After iterating for a couple of rounds with feedback on the named elements and asking it to incorporate them into the main relation, instead of adding them separately at the end, here is what we get.
Prompt1:The individual components that represent the structure of the constraint are the Relation, such as “not to exceed”, the Operator, “the greater of” and “the lesser of”, the Governors, such as “Consolidated Total Assets” and “Consolidated Adjusted EBIDTA” and the Objects, such as “$100,000,000”, “11.5%”, “45%” and “$200m”. Can you now regenerate your answer by taking this into account ?
Prompt2: I don’t want to see the list of governors and objects separately. Devise a way to incorporate it into the main relation.
{
"@context": {
"xsd": "http://www.w3.org/2001/XMLSchema#",
"relation": "http://example.com/relation",
"operator": "http://example.com/operator",
"governor": "http://example.com/governor",
"object": "http://example.com/object"
},
"relation": "not to exceed",
"object": {
"operator": "greatestValue",
"elements": [
{
"@type": "FixedLimit",
"limit": "100000000",
"label": "x"
},
{
"@type": "PercentageLimit",
"percentage": "11.5",
"governor": "consolidatedTotalAssets",
"determinationTime": "At the time of incurrence",
"label": "y"
},
{
"@type": "operator",
"operator": "LesserOf",
"label": "z",
"elements": [
{
"@type": "PercentageLimit",
"percentage": "45",
"governor": "consolidatedAdjustedEBITDA",
"determinationPeriod": "For the most recent fourth fiscal quarter period",
"label": "a"
},
{
"@type": "FixedLimit",
"limit": "200000000",
"label": "b"
}
]
}
]
}
}
Can we create an Ontology for our extractions?

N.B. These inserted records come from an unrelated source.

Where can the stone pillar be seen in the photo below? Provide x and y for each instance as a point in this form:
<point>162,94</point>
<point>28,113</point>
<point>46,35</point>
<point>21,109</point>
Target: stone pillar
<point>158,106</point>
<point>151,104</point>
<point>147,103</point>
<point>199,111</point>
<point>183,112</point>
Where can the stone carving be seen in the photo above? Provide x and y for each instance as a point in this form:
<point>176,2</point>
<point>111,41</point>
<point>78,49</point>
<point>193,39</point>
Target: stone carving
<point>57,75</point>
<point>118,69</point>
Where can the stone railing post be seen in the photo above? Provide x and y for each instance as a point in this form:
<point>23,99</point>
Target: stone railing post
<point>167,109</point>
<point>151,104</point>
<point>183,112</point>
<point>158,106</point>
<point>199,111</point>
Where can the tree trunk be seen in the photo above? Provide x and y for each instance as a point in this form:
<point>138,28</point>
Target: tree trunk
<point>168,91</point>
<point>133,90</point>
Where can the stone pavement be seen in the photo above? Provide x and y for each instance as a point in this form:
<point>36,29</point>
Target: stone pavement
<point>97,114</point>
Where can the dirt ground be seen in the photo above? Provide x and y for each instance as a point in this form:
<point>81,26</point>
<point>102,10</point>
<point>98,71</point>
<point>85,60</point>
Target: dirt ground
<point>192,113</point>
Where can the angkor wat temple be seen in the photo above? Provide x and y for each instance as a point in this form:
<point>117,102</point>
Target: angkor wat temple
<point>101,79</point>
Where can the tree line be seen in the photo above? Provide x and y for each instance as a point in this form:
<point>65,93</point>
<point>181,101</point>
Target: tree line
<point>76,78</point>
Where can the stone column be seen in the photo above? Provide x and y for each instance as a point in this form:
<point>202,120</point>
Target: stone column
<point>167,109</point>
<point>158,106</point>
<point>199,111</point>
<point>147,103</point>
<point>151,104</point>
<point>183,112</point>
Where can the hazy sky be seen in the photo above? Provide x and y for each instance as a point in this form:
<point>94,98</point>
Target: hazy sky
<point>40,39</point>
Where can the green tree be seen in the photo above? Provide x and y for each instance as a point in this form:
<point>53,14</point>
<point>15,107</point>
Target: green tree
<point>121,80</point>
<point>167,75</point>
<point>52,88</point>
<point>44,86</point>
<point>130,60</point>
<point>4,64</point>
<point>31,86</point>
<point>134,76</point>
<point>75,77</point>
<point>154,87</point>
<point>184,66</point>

Prompt: Can you now generate an ontology which supports the extractions that you made and is extensible to incorporate the negative covenant constraints/clauses present in Credit agreements ?
How about a new negative covenant itself?
Prompt: Can you now generate a negative covenant constraint using the Ontology, knowledge about extractions, and the feedback given to you on Assets for a Credit agreement that could be signed between Goldman Sachs and Stripe in text?
All this is good, but how can the business benefit from this?
To enhance accessibility and improve efficiency, the extracted terms can be displayed in a user-friendly web interface. This can present the terms in a clear tabular format, saving analysts time and resources. Furthermore, powerful semantic search functionality can be applied to multiple credit agreements, enabling users to perform advanced queries such as finding all terms with a capital lease exceeding $50 million or locating tech companies with a leverage maintenance covenant. The system can also provide the capability to analyze a set of multiple companies and determine if they contain a cap on cost savings.
Extensibility and Future Possibilities
The ontology-based approach we’ve adopted is extensible, allowing us to define additional classes, properties, and relationships as needed to capture the diversity of constraints in credit agreements. As the AI’s understanding evolves, it can handle increasingly complex clauses and covenants.
Moreover, the approach is not limited to credit agreements. Any legal document with similarly structured constraints could potentially be parsed and understood by the AI in the same way.
Conclusion
While AI technology will never replace the expertise and judgement of financial analysts and legal professionals, it can significantly aid in their work, automating the parsing of complex legal documents and flagging potential issues. This not only saves time and reduces the likelihood of human error, but also allows professionals to focus on more strategic tasks.
As the field of AI continues to evolve, we can only anticipate the emergence of even more powerful tools for legal and financial analysis, reshaping the landscape of these industries.